The bulk of the document provides specific recommendations regarding 28 individual OIs, covering data on epidemiology, clinical presentation, diagnosis, treatment (including monitoring, adverse events, and treatment failure), preventing recurrence, and special considerations during pregnancy. All recommendations are graded with the IDSA rating scheme, which uses letters to describe the strength of the recommendation (A [strongly in favor of] through E [strongly opposed to]), and Roman numerals to rate the quality of evidence (I [backed by at least one randomized trial] through III [backed by expert opinion and descriptive studies]). For example, the use of TMP-SMX for treating pneumocystis is graded AI, whereas adding or switching to another regimen in the context of antipneumocystis treatment failure -- a strategy for which there are no formal clinical trials -- is graded BIII. All of the sections on individual OIs are excellent resources, but perhaps the most practical portion of the document is Table 6, which summarizes the evidence-based guidelines for treating the 28 OIs, with columns for preferred therapy and duration, alternative therapy, and general comments. The entire work is exhaustively referenced.

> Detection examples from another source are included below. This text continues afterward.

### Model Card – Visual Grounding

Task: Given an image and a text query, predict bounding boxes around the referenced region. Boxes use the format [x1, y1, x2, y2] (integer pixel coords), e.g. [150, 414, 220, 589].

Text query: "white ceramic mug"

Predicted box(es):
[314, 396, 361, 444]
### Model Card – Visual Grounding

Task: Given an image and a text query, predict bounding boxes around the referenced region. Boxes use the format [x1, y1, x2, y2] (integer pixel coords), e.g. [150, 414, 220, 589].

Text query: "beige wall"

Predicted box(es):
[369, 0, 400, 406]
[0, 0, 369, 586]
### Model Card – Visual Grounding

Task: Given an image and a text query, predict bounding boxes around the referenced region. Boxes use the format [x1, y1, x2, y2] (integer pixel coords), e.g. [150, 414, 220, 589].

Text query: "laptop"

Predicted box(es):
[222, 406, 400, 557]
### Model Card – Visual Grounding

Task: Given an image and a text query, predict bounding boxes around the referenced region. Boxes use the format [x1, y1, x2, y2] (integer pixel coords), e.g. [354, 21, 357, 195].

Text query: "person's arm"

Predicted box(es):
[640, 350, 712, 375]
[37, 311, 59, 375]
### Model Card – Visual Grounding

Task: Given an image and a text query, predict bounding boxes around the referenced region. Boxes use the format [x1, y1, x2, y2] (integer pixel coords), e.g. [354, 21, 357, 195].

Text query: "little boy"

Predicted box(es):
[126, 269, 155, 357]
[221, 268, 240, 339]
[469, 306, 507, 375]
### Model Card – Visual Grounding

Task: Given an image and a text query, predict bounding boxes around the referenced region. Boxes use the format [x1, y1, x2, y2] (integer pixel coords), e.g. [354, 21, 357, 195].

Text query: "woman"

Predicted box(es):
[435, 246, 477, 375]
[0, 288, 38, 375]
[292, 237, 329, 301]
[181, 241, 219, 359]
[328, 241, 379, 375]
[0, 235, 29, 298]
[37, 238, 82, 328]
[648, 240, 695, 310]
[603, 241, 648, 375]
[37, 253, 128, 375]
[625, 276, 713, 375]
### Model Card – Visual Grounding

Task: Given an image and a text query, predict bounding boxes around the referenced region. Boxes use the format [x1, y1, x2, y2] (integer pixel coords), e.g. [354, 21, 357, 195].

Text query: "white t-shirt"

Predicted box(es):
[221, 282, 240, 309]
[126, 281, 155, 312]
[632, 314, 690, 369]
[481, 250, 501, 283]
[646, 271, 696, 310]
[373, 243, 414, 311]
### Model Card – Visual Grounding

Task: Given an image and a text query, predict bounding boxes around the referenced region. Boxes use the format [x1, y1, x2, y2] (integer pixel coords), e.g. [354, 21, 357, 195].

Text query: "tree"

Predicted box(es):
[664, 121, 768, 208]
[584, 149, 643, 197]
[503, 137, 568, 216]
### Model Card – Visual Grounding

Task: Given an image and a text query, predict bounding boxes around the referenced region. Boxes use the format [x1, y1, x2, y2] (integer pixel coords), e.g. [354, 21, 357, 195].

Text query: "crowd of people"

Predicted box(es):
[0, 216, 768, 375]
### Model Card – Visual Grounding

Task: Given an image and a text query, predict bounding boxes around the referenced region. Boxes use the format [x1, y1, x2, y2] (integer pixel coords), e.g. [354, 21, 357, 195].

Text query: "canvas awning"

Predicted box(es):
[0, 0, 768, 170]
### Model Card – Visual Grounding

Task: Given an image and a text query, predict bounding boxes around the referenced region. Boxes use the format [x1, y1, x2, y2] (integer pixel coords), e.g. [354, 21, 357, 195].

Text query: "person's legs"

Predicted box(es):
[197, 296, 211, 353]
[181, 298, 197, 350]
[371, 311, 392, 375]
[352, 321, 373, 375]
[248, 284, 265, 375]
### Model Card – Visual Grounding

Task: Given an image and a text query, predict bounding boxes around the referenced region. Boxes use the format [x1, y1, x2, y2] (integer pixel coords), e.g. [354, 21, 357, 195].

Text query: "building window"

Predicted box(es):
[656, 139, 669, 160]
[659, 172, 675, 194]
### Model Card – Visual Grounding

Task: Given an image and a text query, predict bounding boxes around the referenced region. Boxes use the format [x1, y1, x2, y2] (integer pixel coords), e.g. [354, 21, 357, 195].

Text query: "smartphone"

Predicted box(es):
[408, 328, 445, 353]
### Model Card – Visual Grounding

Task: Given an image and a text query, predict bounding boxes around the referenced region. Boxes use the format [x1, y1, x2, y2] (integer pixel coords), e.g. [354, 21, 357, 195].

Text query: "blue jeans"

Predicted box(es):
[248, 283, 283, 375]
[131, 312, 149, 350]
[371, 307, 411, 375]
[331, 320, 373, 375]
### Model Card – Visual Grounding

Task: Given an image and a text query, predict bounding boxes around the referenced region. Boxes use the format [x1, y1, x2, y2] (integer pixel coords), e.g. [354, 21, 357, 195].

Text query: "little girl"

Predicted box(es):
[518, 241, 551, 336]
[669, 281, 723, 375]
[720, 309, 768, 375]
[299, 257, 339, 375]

Comment: With the decline in the incidence of opportunistic infections that followed the widespread adoption of effective antiretroviral therapy in 1996, many clinicians are no longer familiar with the clinical presentation or management of these potentially life-threatening conditions. In addition, antiretroviral therapy has changed the clinical presentation and complexity of managing these OIs, most notably through the occurrence of inflammatory immune reconstitution syndromes and drug interactions, respectively. These revised guidelines are invaluable and likely will serve as a gold-standard reference, not only in the developed world, but also in resource-poor areas where antiretroviral therapy is currently being introduced.
Paul E. Sax, MD
Published in AIDS Clinical Care February 1, 2005
Citation(s):
Treating opportunistic infections among HIV-infected adults and adolescents: Recommendations from CDC, the National Institutes of Health, and the HIV Medicine Association/Infectious Diseases Society of America. MMWR Recomm Rep 2004 Dec 17; 53:1-112.